4. One of the participants, Nalan Erkem, posted a photo of the hotel on her Instagram account and publicly announced where they were staying. “Where are you staying?” asks a friend. “At the Ascot Hotel” replies Nalan.https://www.instagram.com/p/BWEr75PjcDU/
They found a random interpreter off the internet?
If you’re meeting to discuss terrorism-related activities, you would presumably employ a translator you know and trust BUT…
5. The group found their translator, who they’d never met before, on a website for interpreters.
It was this interpreter who tipped off the police telling them: “...some of the conversations I hear are about smuggling mobile phones past the police, how the information on these phones is stored, the encryption of the information in these phones. They were very worried, they asked questions about this, foreigners and Turkish-speaking people.”
If this is what the raid was based on, it was clearly not a carefully planned intelligence-led police operation to uncover a conspiracy.
6. A scrappy “map” – found by the police on the meeting room table - is being used as one of the central pieces of “evidence” against those detained.
As an ice-breaking exercise, the trainer Peter Steudtner, had asked participants to draw something that makes them feel stressed. Şeyhmus Özbekli, who suffers from claustrophobia, drew a lift; İlknur Üstün, a keen squash player, drew balls flying towards her; and Özlem Dalkıran drew a picture of Turkey depicting the war in the south east, people jailed in Istanbul, refugees fleeing war in Iraq & Syria and hydro-electric plants in the Black Sea.
7. Özlem’s badly drawn map is not the only map being used as evidence.
Another map found on Ali Gharavi’s computer is also being used as incriminating “evidence” in spite of the fact that it merely an academic map of language groups in Turkey, Iraq and Iran. The map is widely available on line and used for educational purposes.

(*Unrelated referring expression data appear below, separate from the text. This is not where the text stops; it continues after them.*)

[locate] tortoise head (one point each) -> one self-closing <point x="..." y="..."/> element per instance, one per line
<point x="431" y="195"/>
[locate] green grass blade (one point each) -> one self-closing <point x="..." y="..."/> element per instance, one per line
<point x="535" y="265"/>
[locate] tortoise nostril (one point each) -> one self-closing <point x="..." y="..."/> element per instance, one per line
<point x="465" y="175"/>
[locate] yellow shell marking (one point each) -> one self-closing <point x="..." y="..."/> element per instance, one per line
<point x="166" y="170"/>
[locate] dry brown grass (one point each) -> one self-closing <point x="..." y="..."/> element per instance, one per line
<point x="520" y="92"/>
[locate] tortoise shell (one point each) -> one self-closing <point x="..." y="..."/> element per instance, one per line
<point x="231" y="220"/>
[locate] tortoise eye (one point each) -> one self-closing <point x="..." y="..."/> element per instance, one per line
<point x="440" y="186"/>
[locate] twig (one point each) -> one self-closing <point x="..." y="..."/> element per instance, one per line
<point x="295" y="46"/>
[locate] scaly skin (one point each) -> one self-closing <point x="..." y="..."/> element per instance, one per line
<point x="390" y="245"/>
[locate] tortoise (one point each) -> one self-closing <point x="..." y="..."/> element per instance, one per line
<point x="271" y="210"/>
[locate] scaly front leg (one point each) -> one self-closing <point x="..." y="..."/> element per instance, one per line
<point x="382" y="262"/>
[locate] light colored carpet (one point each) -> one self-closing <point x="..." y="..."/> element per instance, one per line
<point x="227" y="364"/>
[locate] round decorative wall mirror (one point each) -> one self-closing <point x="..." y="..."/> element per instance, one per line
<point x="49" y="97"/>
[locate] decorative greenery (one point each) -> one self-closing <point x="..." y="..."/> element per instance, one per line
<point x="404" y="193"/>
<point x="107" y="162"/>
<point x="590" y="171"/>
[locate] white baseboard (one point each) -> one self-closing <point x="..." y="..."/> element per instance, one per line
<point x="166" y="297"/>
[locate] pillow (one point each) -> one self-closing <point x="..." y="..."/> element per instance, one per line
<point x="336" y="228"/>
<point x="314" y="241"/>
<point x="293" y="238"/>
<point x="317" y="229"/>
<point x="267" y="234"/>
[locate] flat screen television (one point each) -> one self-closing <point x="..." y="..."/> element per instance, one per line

“If this is a crime…we’ll continue to commit it”
8. The prosecution case against İdil Eser includes allegations that a letter was sent by Amnesty International to the South Korean Embassy in Turkey asking them to end the sale of teargas canisters to Turkey following the Gezi Park protests. This is the type of bread-and-butter work Amnesty International does and what’s more, this letter was sent before İdil had even joined the organisation.
9. İlknur Üstün, a women’s rights activist, is accused of requesting funding from “an embassy” to support a project on “gender equality, participation in policy making and reporting.” She wrote about the work she does from prison saying: “If this is a crime…we’ll continue to commit it”
10. The most unlikely group of “terrorists” you’ll ever see
None of these human rights defenders have advocated for hatred, violence or discrimination.
Swedish trainer, Ali Gharvi would often introduce himself to people saying: “My name is Ali, like the boxer Muhammad Ali, only without the violence” and a less violent group of people you would be hard pressed to find.
Peter Steudtner has dedicated his life to promoting the peaceful and nonviolent resolution of conflicts focusing on teaching people the “Do-No-Harm” approach. In a letter sent from prison, he wrote: “It’s important to me that the political and legal responsibility for our situation isn‘t placed on Turkey as a country or its people…Let us walk the non-violent path of human rights together!”
İİdil Eser has worked for many civil society organizations including the Helsinki Citizens' Assembly and Doctors Without Borders, and when in 2011 earthquakes shook eastern Turkey, she flew to Van to volunteer her services.
Günal Kurşun is an academic and lawyer who has written 10 stories for his two year old son whilst in prison.